Citizen citizen saga boo.., p.6
Citizen (Citizen Saga, Book 3),
p.6
I couldn't stay here. And now I couldn't step out of my hiding place without being seen. But more drones would appear, blocking the other end of the street; my only escape route.
I took a few more measured breaths of air, not quite back to resembling even, but recovered enough to get me going again. I pulled my handgun and quietly checked the chamber. Enough bullets to lay down cover fire, but I'd be out of ammunition by the time I made it to the end of the street.
If I made it at all.
Another recheck with the mirror. The drones were investigating the buildings closest to them, moving in a straight line up the street. Nothing yet across the end closest to me, but that wasn't to say they weren't just around the corner.
I wondered if the street-cams were working. I wondered if Alan had my father's transponder nearby. For a second I wished I'd insisted on carrying it for this operation. But I'd had it last night when I scouted the dock office for intel. It had been Alan's turn tonight.
I pocketed the mirror, removed the safety off my gun, and said a silent prayer. Then lifted my eyes from the ground and stared across the street, counting down from three in my head.
I'd made it to one when I saw the frantic hand waving through a gap in the boards covering what would have been a window in the building across the street. I cocked my head, trying to see who was signalling me, but there wasn't enough space between the boards to determine more than just a hand.
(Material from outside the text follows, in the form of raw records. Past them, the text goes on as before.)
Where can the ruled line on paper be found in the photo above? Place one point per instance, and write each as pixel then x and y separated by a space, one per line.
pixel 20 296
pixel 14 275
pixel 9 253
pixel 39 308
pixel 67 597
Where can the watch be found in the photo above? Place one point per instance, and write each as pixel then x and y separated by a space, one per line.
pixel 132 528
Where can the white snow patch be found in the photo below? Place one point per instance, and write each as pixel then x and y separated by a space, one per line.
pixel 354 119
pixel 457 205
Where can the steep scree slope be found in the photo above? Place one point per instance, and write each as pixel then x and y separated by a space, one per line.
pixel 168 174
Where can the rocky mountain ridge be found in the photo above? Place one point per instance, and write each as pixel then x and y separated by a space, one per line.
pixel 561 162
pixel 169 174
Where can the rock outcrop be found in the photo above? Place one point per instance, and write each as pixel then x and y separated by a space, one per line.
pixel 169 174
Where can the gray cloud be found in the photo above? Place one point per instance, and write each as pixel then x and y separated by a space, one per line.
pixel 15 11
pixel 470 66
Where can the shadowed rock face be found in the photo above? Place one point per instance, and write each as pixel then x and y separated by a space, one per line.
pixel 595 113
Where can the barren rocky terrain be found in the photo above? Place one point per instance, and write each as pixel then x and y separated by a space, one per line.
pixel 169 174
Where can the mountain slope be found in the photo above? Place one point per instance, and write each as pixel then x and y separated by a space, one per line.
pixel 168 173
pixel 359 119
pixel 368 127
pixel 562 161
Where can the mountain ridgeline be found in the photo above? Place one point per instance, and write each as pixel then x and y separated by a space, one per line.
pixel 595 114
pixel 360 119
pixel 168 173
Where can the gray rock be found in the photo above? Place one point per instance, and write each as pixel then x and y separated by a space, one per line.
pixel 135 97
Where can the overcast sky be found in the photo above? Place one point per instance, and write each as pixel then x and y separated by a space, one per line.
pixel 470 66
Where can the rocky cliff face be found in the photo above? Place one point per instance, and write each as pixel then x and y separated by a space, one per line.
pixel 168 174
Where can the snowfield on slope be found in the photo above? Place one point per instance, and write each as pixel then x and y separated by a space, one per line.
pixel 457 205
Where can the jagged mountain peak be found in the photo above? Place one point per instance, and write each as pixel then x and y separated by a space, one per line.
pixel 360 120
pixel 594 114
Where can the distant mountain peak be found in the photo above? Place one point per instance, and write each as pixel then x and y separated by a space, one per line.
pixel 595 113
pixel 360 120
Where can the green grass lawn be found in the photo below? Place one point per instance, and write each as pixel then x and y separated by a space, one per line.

Then the hand pointed to the corner of the building, which was still three buildings shy of the corner of the street. I shifted position and noticed a small alleyway, which I hadn't seen before when I'd plotted my escape route from here.
I nodded my head, hoping the hand waver could see me, and then took off at a mad run. My gun lifted in my left hand, the one closest to the approaching drones, and firing shot after shot as I sprinted the distance between me and hopefully safety.
Shouts rose up from the drones, and then the whine of lasers priming. Red lights started to criss-cross over the street, some beams hitting the buildings, making bits of wood and concrete debris fly off in every direction. I panted through each pounding step, each whiz of the laser past my face, each thud of drone feet approaching, and knew I didn't have a chance of escaping this.
The corner of the building was just a few feet away, but a chunk of paving right in front of me exploded, making me dive to the side to avoid being hit with sharp shards of concrete, which meant the alley was now further away. I screamed when the awning above the building I was approaching suddenly fell to my left. I jumped away just in time to avoid being crushed. Two more steps, trying desperately to reach my goal and my gun clicked; empty.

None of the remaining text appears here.